Nanostacking fabricates the second transistor layer directly on top of the first rather than bonding two independently fabricated layers together, and IBM says the staggered placement of its second layer eases wiring. Other two-tier methods such as AMD’s 3D V-Cache and Huawei’s LogicFolding bond separately made layers; IBM’s process allows tighter alignment across layers, which matters because transistors remain extremely small.

Big chipmakers including Intel, Samsung, and TSMC, and research lab Imec have been investigating CFETs, but IBM emphasizes its demonstration on a full wafer using a state-of-the-art manufacturing line and the staggered-stack distinction. IBM also expects designers will use the layout across many chip types, including GPUs and CPUs.

Why it matters

IBM’s nanostack targets density gains after device shrinkage hit physical limits: rather than pushing transistors to smaller geometries, the design builds up. Industry sources in the announcement framed this as a significant roadmap extension: Jay Gambetta, director of IBM Research, said, “It's not just an incremental step.” Dan Hutcheson, vice chair of TechInsights, added, “Absolutely, it’s transformational,” and suggested the technique could add ten to fifteen years to the roadmap. If adopted, the architecture could let data centers get more work per watt and better manage energy use.

The approach brings concrete performance claims: IBM reports up to 50% more work in the same time and up to 70% better energy efficiency compared with its prior generation. Those gains make the concept notable because conventional feature-size scaling has slowed; the industry has seen transistor pitch stay near about 40 nanometers even as generation names shrink.

What are the production challenges?

Stacking layers raises yield risk and thermal constraints. Fabrication errors in either layer can render a stacked chip defective, increasing cost compared with single-layer chips. Engineers also face a “thermal budget” problem: manufacturing steps must avoid melting connections to the layer underneath, effectively keeping processes below 400°C. IBM says it managed low enough temperatures to build the second stack but has not disclosed its methods.

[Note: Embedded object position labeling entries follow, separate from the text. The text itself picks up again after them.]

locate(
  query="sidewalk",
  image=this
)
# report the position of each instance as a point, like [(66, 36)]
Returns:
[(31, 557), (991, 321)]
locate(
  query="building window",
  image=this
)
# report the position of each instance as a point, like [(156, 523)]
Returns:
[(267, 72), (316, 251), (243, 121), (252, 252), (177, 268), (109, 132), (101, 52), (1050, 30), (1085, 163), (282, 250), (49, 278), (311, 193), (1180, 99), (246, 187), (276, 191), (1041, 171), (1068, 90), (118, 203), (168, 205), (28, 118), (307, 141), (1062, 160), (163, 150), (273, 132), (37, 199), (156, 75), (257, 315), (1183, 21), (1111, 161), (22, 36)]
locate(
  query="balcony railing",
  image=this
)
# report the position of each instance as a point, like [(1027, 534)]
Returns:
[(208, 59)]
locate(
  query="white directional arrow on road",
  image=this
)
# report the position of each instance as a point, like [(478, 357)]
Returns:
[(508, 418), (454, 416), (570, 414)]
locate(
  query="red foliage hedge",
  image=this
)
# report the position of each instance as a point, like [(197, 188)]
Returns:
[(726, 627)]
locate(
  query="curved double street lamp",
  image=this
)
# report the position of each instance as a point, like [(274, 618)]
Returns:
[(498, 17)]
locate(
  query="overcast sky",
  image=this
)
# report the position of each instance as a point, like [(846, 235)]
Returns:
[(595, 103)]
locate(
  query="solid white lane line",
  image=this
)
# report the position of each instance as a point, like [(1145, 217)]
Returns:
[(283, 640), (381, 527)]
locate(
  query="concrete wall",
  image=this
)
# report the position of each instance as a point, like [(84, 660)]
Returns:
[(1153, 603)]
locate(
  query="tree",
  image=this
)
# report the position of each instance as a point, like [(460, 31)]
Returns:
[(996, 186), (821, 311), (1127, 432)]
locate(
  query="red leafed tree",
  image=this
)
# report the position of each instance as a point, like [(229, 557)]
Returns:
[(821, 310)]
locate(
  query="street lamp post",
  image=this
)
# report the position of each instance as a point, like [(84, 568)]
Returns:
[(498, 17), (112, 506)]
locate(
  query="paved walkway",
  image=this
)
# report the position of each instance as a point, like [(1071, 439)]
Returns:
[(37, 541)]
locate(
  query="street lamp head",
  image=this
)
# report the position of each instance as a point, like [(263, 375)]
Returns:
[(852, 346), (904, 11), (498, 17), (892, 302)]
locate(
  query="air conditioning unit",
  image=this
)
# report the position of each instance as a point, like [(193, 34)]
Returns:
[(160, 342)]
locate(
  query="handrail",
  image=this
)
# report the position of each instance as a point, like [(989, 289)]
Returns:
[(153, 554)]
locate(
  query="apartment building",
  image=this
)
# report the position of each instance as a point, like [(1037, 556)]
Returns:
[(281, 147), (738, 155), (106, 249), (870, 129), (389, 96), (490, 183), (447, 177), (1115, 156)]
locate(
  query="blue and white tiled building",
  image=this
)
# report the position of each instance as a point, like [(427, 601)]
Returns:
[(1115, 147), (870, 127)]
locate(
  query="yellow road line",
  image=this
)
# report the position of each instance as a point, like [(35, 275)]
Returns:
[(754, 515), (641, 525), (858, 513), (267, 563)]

Academic groups are exploring alternative low-temperature routes. Qing Cao’s group demonstrated a stacking method using processing below 200°C by employing junctionless transistors that avoid a high-temperature doping step. Cao described IBM’s work as transformative partly because it shows stacking on a full wafer in a modern fab, while also noting practical scale-up questions remain.

What to watch

Look for who IBM partners with and when manufacturers begin trial runs: IBM says it will partner with semiconductor manufacturers and expects many conversations with designers about using the technology. Also watch for public demonstrations of multi-tier yields and disclosed manufacturing temperatures or process steps, which will show whether nanostacking can scale beyond prototype wafers and into data-center deployments within the next decade as IBM suggests.